Die Furche (Andreas Wirthensohn)
Es ist ein Zeugnis des bestialischen Grauens der Nationalsozialisten und es ist eine Warnung, die es gilt, ernst zu nehmen.
Tages-Anzeiger (Nora Zukker)
Es ist ein Werk von großer Genauigkeit, zugleich mit bitterem Humor.
Frankfurter Rundschau (Pitt von Bebenburg)
Im Kanon der Holocaust-Literatur, in den es nun spät Eingang gefunden hat, wird “Kaltes Krematorium” künftig ganz weit vorn stehen.
Der Standard (Gerhard Zeillinger)
Der Übersetzerin Timea Tankó ist es gelungen, dieses auch literarisch großartige Werk meisterhaft ins Deutsche zu übertragen.
Tagesspiegel (Ernst Piper)
Es ist ein großes Glück, dass dieses eindringliche Werk nun endlich auch auf Deutsch erschienen ist
Frankfurter Allgemeine Zeitung (Dietmar Süß)
Das Werk des hierzulande noch völlig unbekannten ungarischen Autos József Debreczeni sollte […] Pflichtlektüre werden - auch wenn ruhiger Schlaf hinterher kaum möglich scheint.
Nürnberger Zeitung (Michael Husarek)
József Debreczenis brillanter Augenzeugenbericht […] zählt zu den Klassikern der Holocaust-Literatur.
Süddeutsche Zeitung (Michael Husarek)
Bilder und Sätze, die man nicht wieder vergisst. Kunstvoll ist dieses Buch komponiert, ohne dabei an irgendeiner Stelle künstlich zu wirken.
Berliner Morgenpost (Michael Husarek)
ein vergessener Klassiker der Holocaust-Literatur
Die Presse (Klaus Kastberger)
Ein Zeugnis der Menschlichkeit inmitten von Schrecken und Entmenschlichung – 70 Jahre nach Erstveröffentlichung erstmals auf Deutsch.

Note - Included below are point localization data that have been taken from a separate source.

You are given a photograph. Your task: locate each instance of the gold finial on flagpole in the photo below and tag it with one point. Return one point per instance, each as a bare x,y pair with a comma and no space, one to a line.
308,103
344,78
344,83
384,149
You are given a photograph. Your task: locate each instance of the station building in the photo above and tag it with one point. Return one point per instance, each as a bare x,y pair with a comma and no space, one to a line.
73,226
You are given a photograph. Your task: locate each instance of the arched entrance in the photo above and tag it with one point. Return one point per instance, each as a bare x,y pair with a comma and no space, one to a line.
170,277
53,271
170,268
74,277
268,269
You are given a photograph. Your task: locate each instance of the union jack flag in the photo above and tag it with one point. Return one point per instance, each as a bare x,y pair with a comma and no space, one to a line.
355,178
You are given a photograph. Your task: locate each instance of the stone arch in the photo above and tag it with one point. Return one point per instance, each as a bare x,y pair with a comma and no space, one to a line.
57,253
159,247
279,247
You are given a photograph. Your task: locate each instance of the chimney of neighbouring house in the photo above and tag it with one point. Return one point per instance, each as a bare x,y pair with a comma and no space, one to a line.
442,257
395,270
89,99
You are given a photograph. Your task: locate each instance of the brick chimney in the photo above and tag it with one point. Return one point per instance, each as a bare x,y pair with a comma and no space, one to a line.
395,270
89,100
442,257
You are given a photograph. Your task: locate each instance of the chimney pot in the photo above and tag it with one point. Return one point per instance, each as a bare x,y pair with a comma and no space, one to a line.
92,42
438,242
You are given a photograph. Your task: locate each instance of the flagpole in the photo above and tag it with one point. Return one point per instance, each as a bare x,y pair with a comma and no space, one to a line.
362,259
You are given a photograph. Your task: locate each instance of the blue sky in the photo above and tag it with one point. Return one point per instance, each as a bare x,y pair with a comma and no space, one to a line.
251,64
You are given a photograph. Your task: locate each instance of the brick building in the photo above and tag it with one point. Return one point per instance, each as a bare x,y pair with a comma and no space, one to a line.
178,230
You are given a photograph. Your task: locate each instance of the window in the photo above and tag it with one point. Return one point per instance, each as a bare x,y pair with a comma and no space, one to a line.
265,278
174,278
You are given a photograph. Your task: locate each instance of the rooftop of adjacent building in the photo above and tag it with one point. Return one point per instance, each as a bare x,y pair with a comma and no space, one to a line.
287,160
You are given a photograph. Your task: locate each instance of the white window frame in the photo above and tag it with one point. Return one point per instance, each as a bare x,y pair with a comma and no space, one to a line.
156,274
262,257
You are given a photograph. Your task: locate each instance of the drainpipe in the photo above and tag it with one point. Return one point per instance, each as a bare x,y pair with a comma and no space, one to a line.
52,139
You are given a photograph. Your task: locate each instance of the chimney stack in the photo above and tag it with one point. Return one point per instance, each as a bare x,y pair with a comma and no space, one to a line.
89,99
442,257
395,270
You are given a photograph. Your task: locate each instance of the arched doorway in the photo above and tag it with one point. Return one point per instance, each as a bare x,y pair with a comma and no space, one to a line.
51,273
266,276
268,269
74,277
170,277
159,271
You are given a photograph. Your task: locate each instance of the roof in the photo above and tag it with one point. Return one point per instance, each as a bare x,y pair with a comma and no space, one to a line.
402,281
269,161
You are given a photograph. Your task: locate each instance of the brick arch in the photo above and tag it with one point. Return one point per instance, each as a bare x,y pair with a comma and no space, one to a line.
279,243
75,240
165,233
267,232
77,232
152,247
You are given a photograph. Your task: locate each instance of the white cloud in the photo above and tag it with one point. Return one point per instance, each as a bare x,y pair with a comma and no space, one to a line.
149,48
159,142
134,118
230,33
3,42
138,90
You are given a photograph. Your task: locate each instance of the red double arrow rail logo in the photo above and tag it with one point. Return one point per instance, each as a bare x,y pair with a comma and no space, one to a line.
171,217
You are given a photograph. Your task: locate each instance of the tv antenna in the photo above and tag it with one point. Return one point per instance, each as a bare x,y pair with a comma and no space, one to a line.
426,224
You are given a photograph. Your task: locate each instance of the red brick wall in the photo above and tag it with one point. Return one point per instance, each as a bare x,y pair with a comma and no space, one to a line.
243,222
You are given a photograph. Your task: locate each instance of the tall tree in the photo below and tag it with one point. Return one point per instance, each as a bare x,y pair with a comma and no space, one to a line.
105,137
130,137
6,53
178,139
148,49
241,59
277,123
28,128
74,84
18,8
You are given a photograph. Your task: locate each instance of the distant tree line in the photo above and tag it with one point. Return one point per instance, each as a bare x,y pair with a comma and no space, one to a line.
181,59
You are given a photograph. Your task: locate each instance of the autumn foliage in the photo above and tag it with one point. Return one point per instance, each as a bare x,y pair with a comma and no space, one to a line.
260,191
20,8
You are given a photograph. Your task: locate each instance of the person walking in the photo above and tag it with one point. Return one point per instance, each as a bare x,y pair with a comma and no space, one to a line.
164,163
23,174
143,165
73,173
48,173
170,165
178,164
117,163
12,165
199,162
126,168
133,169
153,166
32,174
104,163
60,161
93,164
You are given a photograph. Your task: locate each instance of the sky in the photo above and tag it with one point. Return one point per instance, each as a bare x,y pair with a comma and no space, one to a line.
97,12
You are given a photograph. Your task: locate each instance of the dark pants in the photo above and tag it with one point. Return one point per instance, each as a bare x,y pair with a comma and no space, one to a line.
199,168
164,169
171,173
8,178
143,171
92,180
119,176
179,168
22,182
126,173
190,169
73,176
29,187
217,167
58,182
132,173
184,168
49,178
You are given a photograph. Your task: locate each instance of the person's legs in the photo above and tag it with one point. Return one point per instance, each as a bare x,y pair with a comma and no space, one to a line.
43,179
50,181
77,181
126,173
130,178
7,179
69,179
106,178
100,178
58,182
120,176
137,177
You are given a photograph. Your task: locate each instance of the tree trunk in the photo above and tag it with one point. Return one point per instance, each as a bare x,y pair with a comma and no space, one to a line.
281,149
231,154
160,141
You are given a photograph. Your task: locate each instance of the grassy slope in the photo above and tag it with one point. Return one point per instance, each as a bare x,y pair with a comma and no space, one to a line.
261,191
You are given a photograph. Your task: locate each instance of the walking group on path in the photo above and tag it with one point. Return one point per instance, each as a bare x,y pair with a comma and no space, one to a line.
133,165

Die Sachbuch-Bestenliste für Dezember 2024 von ZDF, Deutschlandfunk Kultur und Die ZEIT (Klaus Kastberger)
ein Buch, das vieles zugleich ist: autobiografischer Erlebnisbericht, Rekonstruktion und Reflexion, Zeugenaussage, vor allem aber, so merkwürdig es vielleicht klingt, eine erstaunlich souveräne literarische Reportage des Schreckens.